I learned pascal as a wee tot and the rule there was functions return a value (think math, y=f(x)) but not all jargon users are following that definition.
Last edited on
Just to be clear, I'd like general answers for machine code, since that's the hardest case and solving that will solve any other alternative (so as not to ask in the future, and for others finding this thread).
In reality, I am compiling to c++ and letting the c++ compiler generate the code to load dlls for the time being.
Oh, and I know what a compiler is, and yes, I realize that I'm currently making a translator and not a compiler. I'm not making a runtime interpreter.

Yes, I get that part -the problem is the execution, very specifically, how to use a specific function, for example:
In windows, to set the position of a window via instructions, you need to use "SetWindowPos", inside WinUser.h.
I -obviously- wouldn't be able to include that file, since it's written in c++.
This means that I would have to implement my own way of calling them.
I understand your proposal of making, basically, the equivalent of the c++ standard for this. I think it's a great idea -however I wanted a more general way to call ANY function.

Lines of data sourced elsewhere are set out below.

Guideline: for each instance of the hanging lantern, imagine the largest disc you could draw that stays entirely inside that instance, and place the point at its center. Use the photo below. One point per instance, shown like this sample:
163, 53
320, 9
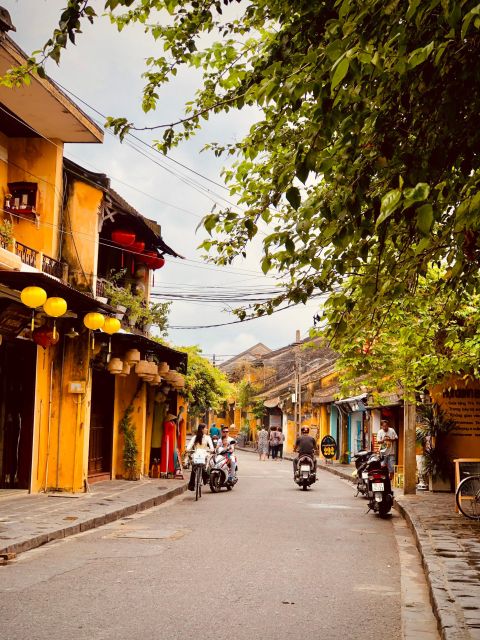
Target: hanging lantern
33, 297
137, 247
153, 260
44, 337
93, 321
132, 356
111, 325
55, 307
123, 238
115, 366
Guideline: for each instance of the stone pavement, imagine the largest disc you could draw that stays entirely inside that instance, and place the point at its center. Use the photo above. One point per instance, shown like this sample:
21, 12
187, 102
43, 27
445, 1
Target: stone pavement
449, 546
31, 520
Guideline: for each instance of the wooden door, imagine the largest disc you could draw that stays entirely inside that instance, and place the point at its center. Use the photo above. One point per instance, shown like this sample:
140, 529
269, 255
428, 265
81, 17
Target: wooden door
101, 423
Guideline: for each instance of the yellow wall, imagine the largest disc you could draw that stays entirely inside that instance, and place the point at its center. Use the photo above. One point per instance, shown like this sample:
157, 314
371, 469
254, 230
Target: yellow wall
37, 160
80, 245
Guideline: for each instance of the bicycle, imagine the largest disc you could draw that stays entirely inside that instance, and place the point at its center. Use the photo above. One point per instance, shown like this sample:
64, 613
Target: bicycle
467, 497
199, 458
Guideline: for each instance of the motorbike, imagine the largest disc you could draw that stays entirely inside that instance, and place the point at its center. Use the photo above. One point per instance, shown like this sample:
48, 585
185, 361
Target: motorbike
380, 494
219, 470
361, 474
305, 474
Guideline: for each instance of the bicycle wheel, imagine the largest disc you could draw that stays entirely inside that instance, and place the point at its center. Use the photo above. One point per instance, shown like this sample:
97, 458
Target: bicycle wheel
467, 497
198, 482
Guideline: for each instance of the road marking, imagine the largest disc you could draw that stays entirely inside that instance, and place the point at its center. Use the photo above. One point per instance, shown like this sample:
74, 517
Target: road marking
320, 505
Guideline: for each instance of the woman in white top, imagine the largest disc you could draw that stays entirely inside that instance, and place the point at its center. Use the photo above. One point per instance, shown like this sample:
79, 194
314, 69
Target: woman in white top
199, 441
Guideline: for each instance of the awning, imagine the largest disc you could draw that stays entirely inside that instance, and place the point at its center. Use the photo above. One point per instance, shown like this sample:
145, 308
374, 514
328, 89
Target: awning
270, 403
77, 301
326, 395
175, 359
355, 403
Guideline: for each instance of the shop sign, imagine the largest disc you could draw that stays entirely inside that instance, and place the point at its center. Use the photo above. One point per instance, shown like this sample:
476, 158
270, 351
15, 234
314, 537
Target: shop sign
328, 447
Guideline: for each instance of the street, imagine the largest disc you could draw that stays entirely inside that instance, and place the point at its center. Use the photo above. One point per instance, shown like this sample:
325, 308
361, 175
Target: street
264, 560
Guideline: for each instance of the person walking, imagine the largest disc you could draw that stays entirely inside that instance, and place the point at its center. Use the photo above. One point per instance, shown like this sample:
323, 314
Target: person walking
280, 446
274, 441
262, 444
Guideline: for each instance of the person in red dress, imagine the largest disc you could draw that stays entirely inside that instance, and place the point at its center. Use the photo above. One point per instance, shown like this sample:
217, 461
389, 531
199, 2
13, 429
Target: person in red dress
169, 444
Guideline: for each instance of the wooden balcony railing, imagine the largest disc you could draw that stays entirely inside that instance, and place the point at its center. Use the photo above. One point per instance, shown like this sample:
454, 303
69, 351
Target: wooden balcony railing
52, 267
27, 254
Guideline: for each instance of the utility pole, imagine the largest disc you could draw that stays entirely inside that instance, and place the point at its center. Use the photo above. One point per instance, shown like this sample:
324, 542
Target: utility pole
298, 384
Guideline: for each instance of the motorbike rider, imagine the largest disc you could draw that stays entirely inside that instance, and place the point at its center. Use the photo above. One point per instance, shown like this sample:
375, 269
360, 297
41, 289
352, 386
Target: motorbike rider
199, 441
228, 443
305, 445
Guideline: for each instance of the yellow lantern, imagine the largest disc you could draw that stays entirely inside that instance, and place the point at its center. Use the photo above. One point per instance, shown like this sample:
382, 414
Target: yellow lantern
33, 297
111, 325
55, 307
92, 321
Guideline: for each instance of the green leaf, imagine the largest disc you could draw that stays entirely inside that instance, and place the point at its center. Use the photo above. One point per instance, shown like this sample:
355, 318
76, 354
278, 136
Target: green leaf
293, 197
340, 72
266, 264
390, 202
425, 218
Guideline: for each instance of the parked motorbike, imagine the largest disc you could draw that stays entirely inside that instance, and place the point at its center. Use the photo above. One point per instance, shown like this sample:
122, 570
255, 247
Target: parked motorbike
305, 474
219, 470
361, 473
380, 494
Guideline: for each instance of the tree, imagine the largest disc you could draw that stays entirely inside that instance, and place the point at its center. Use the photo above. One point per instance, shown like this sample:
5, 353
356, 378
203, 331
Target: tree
364, 162
421, 340
206, 387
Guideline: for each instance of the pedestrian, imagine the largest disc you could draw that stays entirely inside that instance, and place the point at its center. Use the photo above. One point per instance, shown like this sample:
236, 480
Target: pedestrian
274, 442
214, 430
280, 446
262, 444
387, 437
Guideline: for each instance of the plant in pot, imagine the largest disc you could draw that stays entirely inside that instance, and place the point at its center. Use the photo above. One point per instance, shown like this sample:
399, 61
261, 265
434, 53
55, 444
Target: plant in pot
6, 233
130, 448
433, 427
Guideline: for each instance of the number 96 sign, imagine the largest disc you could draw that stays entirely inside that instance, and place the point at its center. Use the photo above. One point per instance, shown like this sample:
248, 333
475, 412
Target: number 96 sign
328, 447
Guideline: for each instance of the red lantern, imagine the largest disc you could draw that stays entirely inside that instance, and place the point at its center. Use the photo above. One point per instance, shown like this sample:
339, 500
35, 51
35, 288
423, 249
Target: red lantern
123, 238
137, 247
153, 260
44, 336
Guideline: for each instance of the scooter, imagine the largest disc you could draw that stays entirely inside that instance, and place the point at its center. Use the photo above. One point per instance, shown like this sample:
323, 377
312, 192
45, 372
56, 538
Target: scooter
219, 470
380, 494
305, 474
361, 474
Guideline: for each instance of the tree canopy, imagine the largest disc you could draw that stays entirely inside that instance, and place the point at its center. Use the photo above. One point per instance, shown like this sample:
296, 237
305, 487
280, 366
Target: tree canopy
364, 161
206, 387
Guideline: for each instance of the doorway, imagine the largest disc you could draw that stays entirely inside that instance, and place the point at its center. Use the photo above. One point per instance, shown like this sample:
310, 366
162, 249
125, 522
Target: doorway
18, 362
101, 426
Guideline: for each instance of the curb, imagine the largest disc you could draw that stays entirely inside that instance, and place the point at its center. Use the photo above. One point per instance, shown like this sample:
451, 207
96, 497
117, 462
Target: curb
91, 523
450, 621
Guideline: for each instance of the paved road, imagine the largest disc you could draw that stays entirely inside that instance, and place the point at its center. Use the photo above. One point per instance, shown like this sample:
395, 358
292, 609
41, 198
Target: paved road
263, 561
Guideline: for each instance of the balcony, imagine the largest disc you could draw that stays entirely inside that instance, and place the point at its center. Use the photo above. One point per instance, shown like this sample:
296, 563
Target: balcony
32, 258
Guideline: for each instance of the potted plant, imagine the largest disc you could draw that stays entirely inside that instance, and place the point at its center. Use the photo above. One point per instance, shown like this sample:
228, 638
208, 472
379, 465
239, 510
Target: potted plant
6, 233
433, 427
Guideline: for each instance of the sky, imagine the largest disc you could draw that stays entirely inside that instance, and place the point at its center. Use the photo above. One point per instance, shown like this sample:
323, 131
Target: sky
104, 72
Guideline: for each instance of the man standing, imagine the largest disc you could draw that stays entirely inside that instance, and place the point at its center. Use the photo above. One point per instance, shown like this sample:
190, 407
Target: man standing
305, 445
387, 437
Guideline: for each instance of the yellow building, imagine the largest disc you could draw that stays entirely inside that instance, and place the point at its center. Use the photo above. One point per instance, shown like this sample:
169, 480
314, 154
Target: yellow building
61, 397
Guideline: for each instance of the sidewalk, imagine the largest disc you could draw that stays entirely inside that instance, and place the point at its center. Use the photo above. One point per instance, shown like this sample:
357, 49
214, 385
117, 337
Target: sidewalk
31, 520
449, 546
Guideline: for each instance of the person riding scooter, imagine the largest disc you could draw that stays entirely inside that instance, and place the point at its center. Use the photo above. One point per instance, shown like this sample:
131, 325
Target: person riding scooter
226, 442
305, 445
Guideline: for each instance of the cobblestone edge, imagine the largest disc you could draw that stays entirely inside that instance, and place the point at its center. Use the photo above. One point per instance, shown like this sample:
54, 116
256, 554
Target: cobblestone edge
92, 523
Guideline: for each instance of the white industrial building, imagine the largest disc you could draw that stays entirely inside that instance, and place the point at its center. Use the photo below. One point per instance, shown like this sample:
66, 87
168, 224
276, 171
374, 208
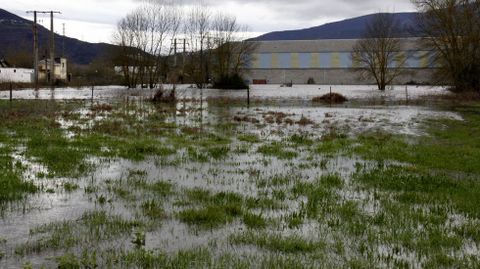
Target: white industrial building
61, 73
328, 62
16, 75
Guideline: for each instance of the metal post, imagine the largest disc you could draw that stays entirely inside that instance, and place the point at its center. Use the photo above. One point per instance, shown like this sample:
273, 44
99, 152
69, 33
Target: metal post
35, 50
406, 93
52, 52
175, 53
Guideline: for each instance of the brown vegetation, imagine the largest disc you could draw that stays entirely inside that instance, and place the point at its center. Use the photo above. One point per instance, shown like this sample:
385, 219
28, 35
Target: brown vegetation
331, 98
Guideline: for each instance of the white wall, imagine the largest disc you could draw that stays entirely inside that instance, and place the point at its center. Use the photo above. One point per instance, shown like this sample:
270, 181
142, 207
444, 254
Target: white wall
18, 75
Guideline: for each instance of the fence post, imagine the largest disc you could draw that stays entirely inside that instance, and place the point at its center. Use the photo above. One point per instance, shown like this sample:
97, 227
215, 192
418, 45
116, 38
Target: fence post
11, 93
406, 93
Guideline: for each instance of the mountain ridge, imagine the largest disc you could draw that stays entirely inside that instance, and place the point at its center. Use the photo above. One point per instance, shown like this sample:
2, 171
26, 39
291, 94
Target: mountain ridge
405, 26
16, 36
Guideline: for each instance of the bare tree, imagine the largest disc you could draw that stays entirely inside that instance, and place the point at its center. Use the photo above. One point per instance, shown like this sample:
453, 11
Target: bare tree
142, 36
231, 52
377, 54
452, 30
197, 28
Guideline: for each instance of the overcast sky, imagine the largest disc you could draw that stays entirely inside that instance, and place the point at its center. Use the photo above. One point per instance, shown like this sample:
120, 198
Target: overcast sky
95, 20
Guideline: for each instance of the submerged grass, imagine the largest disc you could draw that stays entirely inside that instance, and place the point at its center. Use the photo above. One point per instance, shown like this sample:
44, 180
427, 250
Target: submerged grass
421, 212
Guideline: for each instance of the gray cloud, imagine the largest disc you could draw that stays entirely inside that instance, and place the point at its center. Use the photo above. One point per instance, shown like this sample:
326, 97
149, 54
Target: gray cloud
259, 15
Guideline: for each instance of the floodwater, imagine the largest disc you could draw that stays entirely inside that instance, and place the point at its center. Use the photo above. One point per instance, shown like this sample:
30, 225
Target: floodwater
268, 92
222, 175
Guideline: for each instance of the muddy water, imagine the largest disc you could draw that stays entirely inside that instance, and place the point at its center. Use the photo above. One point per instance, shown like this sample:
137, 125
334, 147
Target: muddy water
222, 175
297, 92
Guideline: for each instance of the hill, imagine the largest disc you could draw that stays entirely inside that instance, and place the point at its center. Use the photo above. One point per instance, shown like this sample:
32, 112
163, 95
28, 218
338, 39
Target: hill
16, 38
406, 26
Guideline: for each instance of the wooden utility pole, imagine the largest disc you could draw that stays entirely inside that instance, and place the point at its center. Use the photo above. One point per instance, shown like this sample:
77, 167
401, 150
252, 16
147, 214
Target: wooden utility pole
35, 46
35, 49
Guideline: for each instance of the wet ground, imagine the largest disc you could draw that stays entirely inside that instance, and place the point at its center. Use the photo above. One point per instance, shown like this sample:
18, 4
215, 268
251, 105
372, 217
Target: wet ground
228, 180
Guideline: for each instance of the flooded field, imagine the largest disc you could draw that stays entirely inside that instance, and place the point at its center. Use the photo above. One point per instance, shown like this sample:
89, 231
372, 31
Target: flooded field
385, 180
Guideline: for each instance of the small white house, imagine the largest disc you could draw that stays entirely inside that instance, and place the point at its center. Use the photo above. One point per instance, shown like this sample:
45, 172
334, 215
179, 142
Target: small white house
60, 69
16, 75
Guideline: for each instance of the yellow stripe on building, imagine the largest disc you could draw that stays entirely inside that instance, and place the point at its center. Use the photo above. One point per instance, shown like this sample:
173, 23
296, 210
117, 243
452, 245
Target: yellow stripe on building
295, 60
335, 60
355, 60
400, 59
275, 60
255, 60
425, 60
315, 60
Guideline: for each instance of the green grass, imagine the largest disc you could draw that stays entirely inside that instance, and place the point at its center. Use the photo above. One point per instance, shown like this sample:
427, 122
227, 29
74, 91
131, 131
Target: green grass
13, 187
285, 244
254, 221
411, 187
278, 150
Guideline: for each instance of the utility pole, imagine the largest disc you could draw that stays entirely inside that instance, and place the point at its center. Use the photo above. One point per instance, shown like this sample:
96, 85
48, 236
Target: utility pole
35, 46
35, 49
63, 42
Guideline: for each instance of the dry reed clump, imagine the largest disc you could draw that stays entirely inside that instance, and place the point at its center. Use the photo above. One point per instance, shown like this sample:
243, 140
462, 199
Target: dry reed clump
305, 121
331, 98
161, 96
245, 119
101, 108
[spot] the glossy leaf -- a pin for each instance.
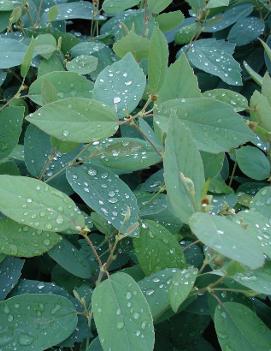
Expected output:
(11, 119)
(239, 327)
(182, 283)
(93, 120)
(66, 84)
(37, 318)
(184, 173)
(157, 62)
(253, 162)
(121, 85)
(227, 238)
(157, 249)
(107, 194)
(215, 57)
(216, 129)
(31, 202)
(10, 272)
(120, 299)
(23, 241)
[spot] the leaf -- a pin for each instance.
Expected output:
(158, 61)
(238, 327)
(169, 20)
(156, 248)
(45, 45)
(215, 57)
(93, 120)
(127, 313)
(157, 6)
(183, 171)
(216, 129)
(257, 280)
(121, 85)
(73, 260)
(27, 59)
(123, 154)
(12, 52)
(72, 10)
(180, 81)
(114, 7)
(107, 194)
(11, 119)
(136, 44)
(23, 241)
(83, 64)
(66, 84)
(181, 285)
(37, 317)
(246, 30)
(253, 162)
(225, 19)
(227, 238)
(236, 100)
(31, 202)
(258, 226)
(260, 110)
(155, 288)
(262, 202)
(10, 272)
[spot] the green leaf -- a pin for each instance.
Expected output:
(127, 312)
(225, 19)
(37, 317)
(258, 226)
(73, 260)
(31, 202)
(71, 10)
(157, 248)
(158, 61)
(187, 33)
(253, 162)
(23, 241)
(136, 44)
(104, 192)
(215, 57)
(125, 155)
(236, 100)
(114, 7)
(227, 238)
(246, 30)
(93, 121)
(260, 110)
(121, 85)
(217, 3)
(169, 20)
(216, 129)
(155, 288)
(66, 84)
(180, 81)
(11, 119)
(27, 58)
(12, 52)
(45, 45)
(182, 283)
(257, 280)
(83, 64)
(238, 327)
(262, 202)
(157, 6)
(184, 172)
(10, 272)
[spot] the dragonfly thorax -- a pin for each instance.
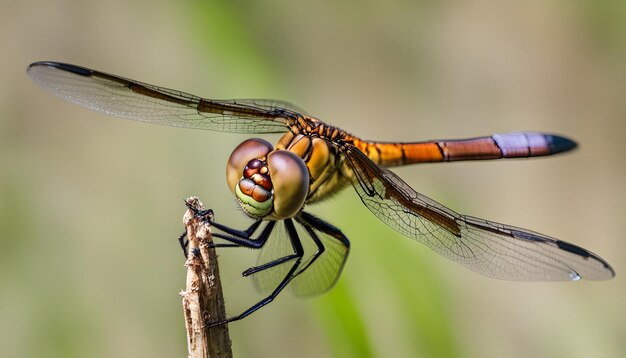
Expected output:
(268, 183)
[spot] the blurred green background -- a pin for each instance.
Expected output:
(90, 206)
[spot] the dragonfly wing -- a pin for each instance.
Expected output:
(318, 270)
(322, 268)
(488, 248)
(130, 99)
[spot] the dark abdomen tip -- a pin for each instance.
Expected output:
(558, 144)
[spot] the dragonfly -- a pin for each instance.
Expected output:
(314, 160)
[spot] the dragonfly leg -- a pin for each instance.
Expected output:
(312, 223)
(237, 238)
(298, 253)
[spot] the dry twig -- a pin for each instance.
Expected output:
(203, 300)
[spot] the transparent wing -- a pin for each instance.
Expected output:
(125, 98)
(319, 269)
(277, 246)
(488, 248)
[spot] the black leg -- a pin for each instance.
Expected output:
(298, 253)
(242, 238)
(182, 240)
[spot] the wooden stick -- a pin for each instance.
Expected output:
(203, 300)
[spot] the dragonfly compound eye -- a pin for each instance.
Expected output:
(290, 177)
(248, 178)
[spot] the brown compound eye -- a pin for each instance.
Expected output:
(254, 190)
(248, 177)
(254, 148)
(290, 177)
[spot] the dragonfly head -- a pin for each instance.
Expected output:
(268, 183)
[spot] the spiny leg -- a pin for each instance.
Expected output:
(238, 238)
(298, 252)
(312, 223)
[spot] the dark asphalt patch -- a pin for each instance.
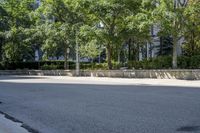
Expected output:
(189, 129)
(28, 128)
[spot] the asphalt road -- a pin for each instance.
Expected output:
(90, 108)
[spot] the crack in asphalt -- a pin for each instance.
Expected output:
(25, 126)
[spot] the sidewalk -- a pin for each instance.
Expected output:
(100, 81)
(8, 126)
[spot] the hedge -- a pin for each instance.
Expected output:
(164, 62)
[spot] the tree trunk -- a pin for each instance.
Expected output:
(174, 59)
(66, 66)
(109, 59)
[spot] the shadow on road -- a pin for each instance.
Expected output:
(21, 77)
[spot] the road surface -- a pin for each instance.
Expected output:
(92, 105)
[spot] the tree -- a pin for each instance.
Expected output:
(192, 28)
(169, 15)
(17, 20)
(106, 19)
(62, 24)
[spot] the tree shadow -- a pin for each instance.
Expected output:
(188, 129)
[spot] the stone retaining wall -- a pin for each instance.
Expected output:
(159, 74)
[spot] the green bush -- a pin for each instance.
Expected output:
(195, 62)
(162, 62)
(183, 62)
(49, 67)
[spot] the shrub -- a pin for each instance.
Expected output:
(195, 62)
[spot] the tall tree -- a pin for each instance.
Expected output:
(63, 22)
(107, 21)
(169, 15)
(18, 19)
(192, 28)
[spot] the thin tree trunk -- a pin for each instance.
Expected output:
(66, 66)
(109, 59)
(174, 60)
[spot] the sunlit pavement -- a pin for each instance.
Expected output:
(102, 105)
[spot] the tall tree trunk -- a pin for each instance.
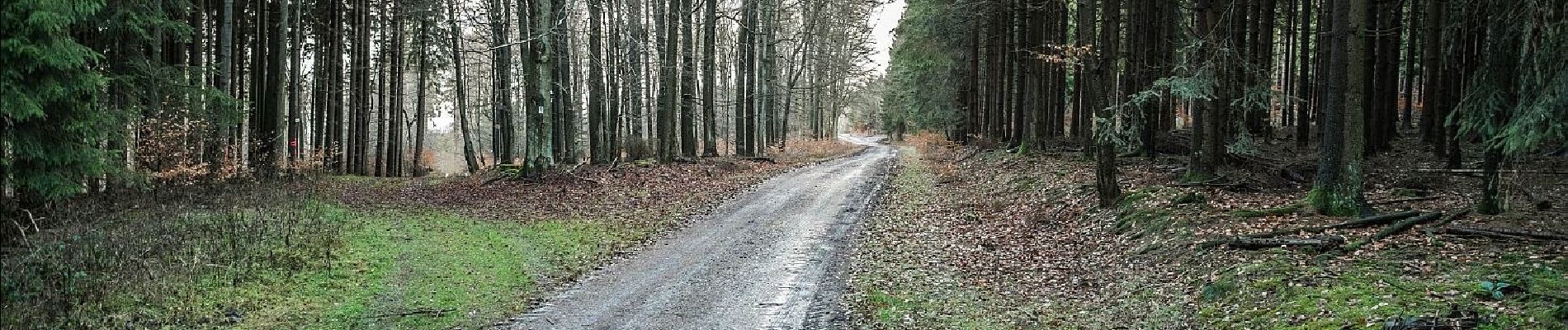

So to sum up the issue -I need a way to call "SetWindowPos" without including any c++ file, even if it is in c++. I do not know how to do that.
I've looked into the file itself and found that the expression expands to:
1
2
3
4
__declspec(dllimport)
int
__stdcall
SetWindowPos(_In_ HWND hWnd, _In_opt_ HWND hWndInsertAfter, _In_ int X, _In_ int Y, _In_ int cx, _In_ int cy, _In_ UINT uFlags);

What does that code do? I'm assuming it's a function declaration that won't be resolved until runtime, when the dll file is loaded. Is this right?
Is there no need to specify the specific .dll file to load?
Would this work the same if this was a third party dll? If not, how would I be able to a function in it?
Would it work the same with libraries in other (compatible) languages?
Get John Levine's book Linkers and Loaders, ISBN 978-1558604964

It's available online:
http://www.becbapatla.ac.in/cse/naveenv/docs/LL1.pdf
Last edited on
Topic archived. No new replies allowed.